En revanche, la volonté affichée par la FIFA de limiter les conflits d’intérêt apparaît comme un vœu pieux. En effet, le domaine du football accorde une certaine importance au réseau et aux relations entre les différentes personnes intervenant dans le cadre des transferts (agents sportifs, directeurs sportifs, entraîneurs, présidents de clubs…). Ainsi, un club souhaitant absolument recruter un joueur représenté par un agent avec lequel il a habitude de traiter saura aisément trouver les solutions afin de contourner le règlement. 

Un regard critique peut également être porté sur l’absence de référence aux avocats. Le rôle de ces derniers grandit de manière exponentielle de par les garanties d’indépendance qu’ils apportent aux sportifs. Mais le règlement élude totalement le sujet contrairement aux dernières versions du règlement. 

Il est de notoriété publique que l’absence de stabilité contractuelle entre le sportif et l’agent est à l’origine d’un certain nombre de dérives. L’agent peut en effet se limiter à défendre les intérêts du sportif… jusqu’au jour où il a conscience de la possibilité de se voir débarqué dans les 24 à 48h. Or, mis à part l’interdiction pour un autre agent d’approcher un joueur lié contractuellement à un premier agent, le règlement reste muet.

Enfin, le mode de fixation de la rémunération de l’agent mérite d’être balayé d’un revers de main.

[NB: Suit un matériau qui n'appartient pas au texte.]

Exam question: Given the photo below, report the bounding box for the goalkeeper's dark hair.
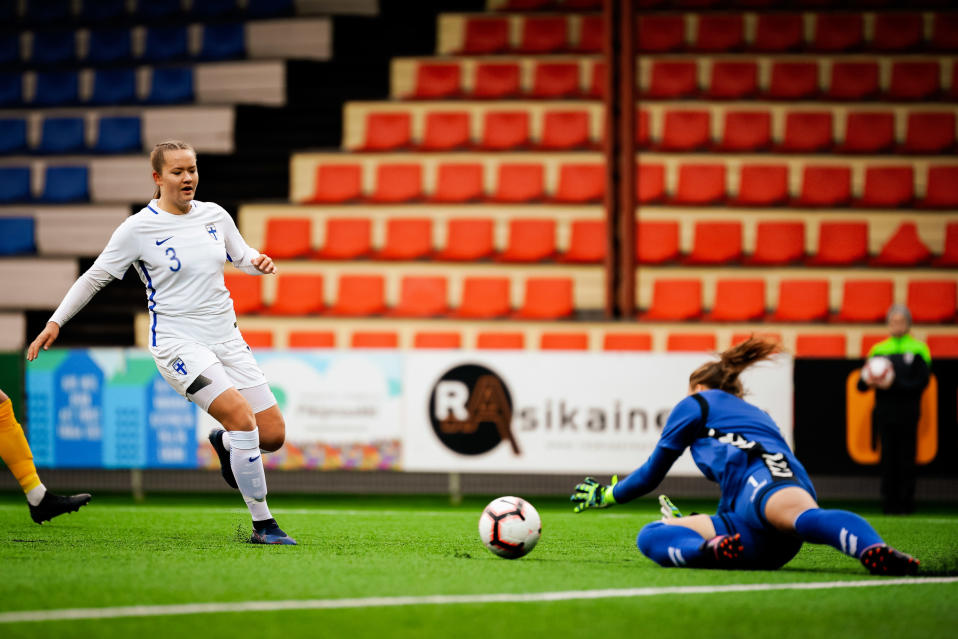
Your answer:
[689,335,782,397]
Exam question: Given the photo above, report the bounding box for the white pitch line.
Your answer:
[0,577,958,624]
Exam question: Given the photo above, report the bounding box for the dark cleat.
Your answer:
[30,491,91,524]
[249,519,297,546]
[209,428,238,488]
[859,544,921,577]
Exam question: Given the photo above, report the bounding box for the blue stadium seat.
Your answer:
[146,67,193,104]
[90,69,136,104]
[94,116,143,153]
[0,217,37,255]
[33,71,78,106]
[142,26,189,62]
[0,118,27,153]
[200,22,246,60]
[37,118,86,153]
[30,29,76,65]
[0,166,30,204]
[86,29,133,64]
[40,166,90,204]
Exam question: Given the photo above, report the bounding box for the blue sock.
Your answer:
[635,521,705,567]
[795,508,884,559]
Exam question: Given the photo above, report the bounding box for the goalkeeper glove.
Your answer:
[569,476,619,513]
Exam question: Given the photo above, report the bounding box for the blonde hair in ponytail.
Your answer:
[150,140,196,200]
[689,335,782,397]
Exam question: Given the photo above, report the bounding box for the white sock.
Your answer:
[27,484,47,506]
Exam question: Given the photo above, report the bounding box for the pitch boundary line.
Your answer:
[0,577,958,624]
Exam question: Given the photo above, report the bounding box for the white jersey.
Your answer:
[94,200,259,348]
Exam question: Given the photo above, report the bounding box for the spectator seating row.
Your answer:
[436,11,958,55]
[243,214,958,267]
[290,153,958,208]
[343,101,956,153]
[0,61,286,108]
[390,55,958,101]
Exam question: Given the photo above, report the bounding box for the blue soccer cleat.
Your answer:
[249,519,297,546]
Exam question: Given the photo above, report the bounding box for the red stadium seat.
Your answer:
[555,163,606,204]
[871,12,925,52]
[432,163,484,203]
[539,332,589,351]
[635,162,665,204]
[908,279,958,324]
[826,61,879,100]
[645,60,699,99]
[516,277,575,320]
[747,221,805,265]
[734,164,788,206]
[559,220,607,264]
[286,331,336,348]
[838,279,894,323]
[779,111,834,153]
[856,166,915,208]
[902,111,955,153]
[602,333,652,351]
[453,277,512,319]
[719,110,772,151]
[480,111,529,151]
[266,273,326,315]
[921,166,958,208]
[708,278,765,322]
[498,218,556,262]
[493,162,543,203]
[539,111,590,150]
[371,163,422,202]
[223,273,263,315]
[705,60,758,100]
[376,217,433,260]
[419,111,472,151]
[673,164,725,205]
[809,222,868,266]
[412,63,462,100]
[636,14,685,53]
[310,164,363,204]
[363,113,412,151]
[837,111,895,153]
[263,217,312,260]
[330,275,386,315]
[798,165,852,206]
[751,13,805,52]
[436,218,493,262]
[768,62,821,100]
[392,275,449,317]
[795,333,848,358]
[316,217,372,260]
[812,12,864,52]
[643,279,702,322]
[772,279,829,322]
[519,16,569,53]
[472,62,522,100]
[887,60,940,100]
[531,62,582,98]
[462,18,511,55]
[694,13,745,51]
[659,109,712,151]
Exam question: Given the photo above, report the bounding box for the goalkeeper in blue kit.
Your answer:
[571,337,919,575]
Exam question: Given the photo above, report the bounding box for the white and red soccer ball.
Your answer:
[479,497,542,559]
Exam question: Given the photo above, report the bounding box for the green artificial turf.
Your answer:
[0,495,958,639]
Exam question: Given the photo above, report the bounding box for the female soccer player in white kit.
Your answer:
[27,140,296,544]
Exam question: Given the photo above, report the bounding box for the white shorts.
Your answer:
[150,338,276,413]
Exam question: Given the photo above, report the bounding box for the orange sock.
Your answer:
[0,399,40,493]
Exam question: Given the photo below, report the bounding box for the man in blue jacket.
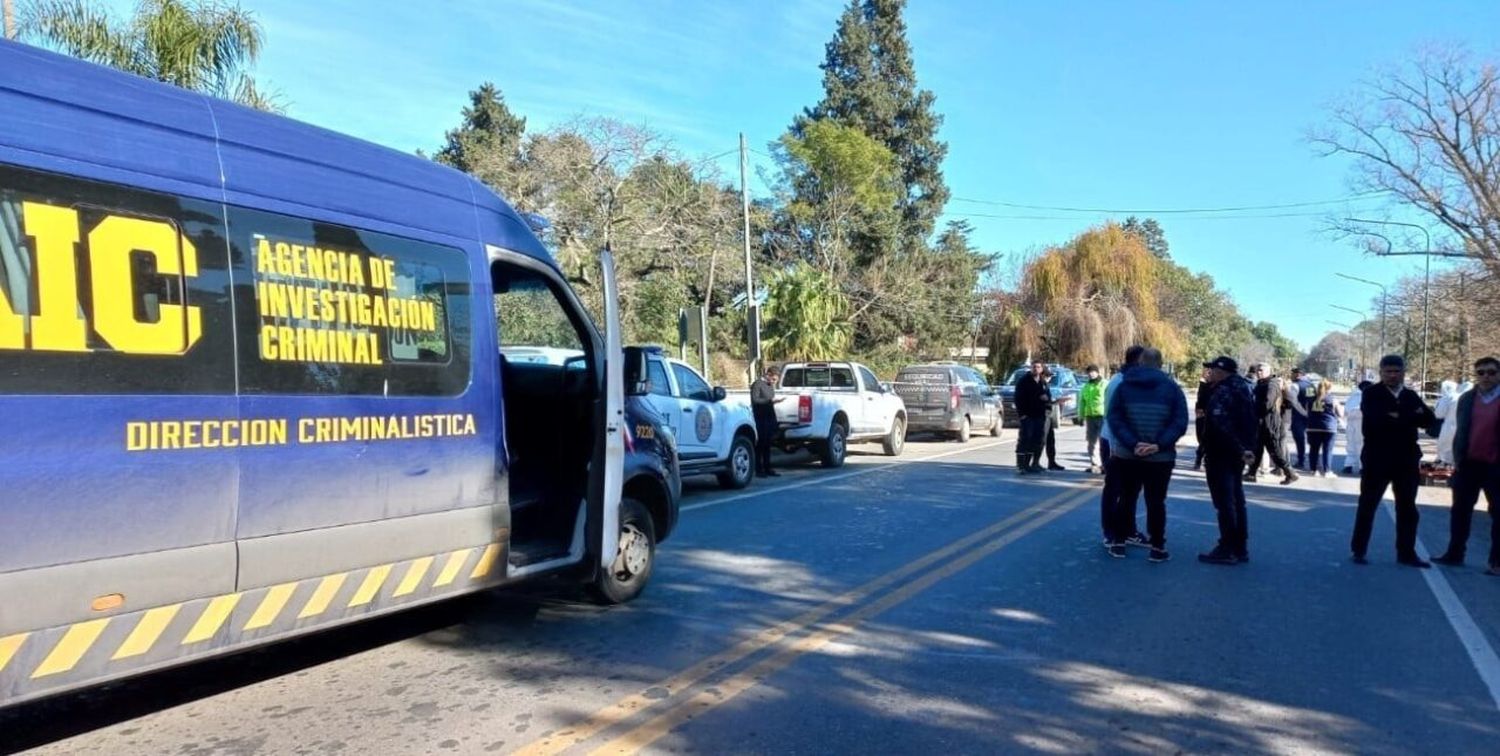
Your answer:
[1199,357,1260,564]
[1106,348,1188,563]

Les professionnels qui interviennent régulièrement dans le cadre des transferts de joueurs comprendront aisément que de telles conditions permettent d’asseoir la dominance des agents les plus réputés (la FIFA a-t-elle souhaité fermer l’accès ou limiter le nombre de professionnels?). 

Avec un exemple…

Badou Sambague et Gautier Kertudo (auteurs tous deux d’une excellente saison) sont transférés du club de L’AS Monaco respectivement vers les clubs du Real Madrid et du FC Barcelone. 

Badou Sambague 

Montant du transfert : 100M€

Salaire annuel : 5M€ (contrat de 5 ans -> 25M€)

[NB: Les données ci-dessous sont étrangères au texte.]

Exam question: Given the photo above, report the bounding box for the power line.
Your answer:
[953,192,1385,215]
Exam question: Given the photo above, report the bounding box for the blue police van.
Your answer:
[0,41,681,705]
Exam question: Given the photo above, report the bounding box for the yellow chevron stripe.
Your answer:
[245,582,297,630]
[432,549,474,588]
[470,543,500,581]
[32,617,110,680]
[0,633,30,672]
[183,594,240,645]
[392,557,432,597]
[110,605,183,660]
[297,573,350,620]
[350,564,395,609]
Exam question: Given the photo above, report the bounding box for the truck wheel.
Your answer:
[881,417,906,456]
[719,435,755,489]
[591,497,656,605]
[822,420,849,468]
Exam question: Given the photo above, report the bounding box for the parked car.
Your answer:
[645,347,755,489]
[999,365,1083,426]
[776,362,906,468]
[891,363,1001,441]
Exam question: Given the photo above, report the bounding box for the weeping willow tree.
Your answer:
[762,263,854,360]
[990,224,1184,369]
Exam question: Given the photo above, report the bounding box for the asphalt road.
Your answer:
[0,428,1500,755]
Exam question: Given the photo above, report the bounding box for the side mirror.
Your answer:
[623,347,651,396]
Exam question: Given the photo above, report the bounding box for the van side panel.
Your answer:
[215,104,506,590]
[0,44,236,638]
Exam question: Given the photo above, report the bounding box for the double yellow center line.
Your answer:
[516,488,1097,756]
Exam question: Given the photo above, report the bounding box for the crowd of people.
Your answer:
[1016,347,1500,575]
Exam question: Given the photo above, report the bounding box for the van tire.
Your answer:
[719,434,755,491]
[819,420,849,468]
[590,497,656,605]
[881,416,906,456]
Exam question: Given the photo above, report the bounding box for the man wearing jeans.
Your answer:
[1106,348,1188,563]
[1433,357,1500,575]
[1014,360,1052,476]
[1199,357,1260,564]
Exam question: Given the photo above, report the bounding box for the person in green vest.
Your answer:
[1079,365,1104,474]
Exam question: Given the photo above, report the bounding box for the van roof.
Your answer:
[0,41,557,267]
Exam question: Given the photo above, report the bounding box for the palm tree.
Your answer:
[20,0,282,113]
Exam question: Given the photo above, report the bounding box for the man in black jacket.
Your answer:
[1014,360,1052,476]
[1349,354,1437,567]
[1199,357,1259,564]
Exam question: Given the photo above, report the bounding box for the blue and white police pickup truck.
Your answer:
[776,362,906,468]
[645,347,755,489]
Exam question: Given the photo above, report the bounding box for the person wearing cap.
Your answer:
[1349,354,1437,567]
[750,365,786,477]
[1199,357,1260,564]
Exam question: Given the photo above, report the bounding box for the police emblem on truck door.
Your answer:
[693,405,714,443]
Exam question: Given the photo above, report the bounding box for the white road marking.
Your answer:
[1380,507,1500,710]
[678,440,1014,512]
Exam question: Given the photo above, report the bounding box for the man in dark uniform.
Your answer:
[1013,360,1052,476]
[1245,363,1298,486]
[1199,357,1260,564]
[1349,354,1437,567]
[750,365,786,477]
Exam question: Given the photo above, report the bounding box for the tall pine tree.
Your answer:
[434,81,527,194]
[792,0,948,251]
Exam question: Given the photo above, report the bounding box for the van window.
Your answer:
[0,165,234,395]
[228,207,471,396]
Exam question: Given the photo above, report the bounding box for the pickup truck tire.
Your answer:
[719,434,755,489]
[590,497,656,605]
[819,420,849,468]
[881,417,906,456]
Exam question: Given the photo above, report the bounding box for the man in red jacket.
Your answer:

Rémunération de l’agent mandaté pour négocier le contrat de travail : 6% maximum (car la rémunération annuelle est supérieure à 200 K$ annuels) = 1.5M€

Rémunération de l’agent mandaté pour le contrat de transfert : 10% = 10 M€

Gautier Kertudo 

Montant du transfert : 120M€

Salaire annuel : 3M€ (contrat de 5 ans -> 15M€)

Rémunération de l’agent mandaté pour négocier le contrat de travail : 6% maximum (car la rémunération annuelle est supérieure à 200 K$ annuel) = 900K€

Rémunération de l’agent mandaté pour le contrat de transfert : 10% = 12M

Les agents qui sont amenés à intervenir dans les transactions entre clubs (contrat de transfert) sont assez souvent les plus notoires et les plus puissants financièrement. À la lumière des deux exemples ci-dessus, il aurait été souhaitable pour la FIFA de prévoir une rémunération maximale de 10% de la rémunération négociée au titre de tout contrat de travail et 6% du montant du transfert au titre du contrat de transfert négocié par un agent.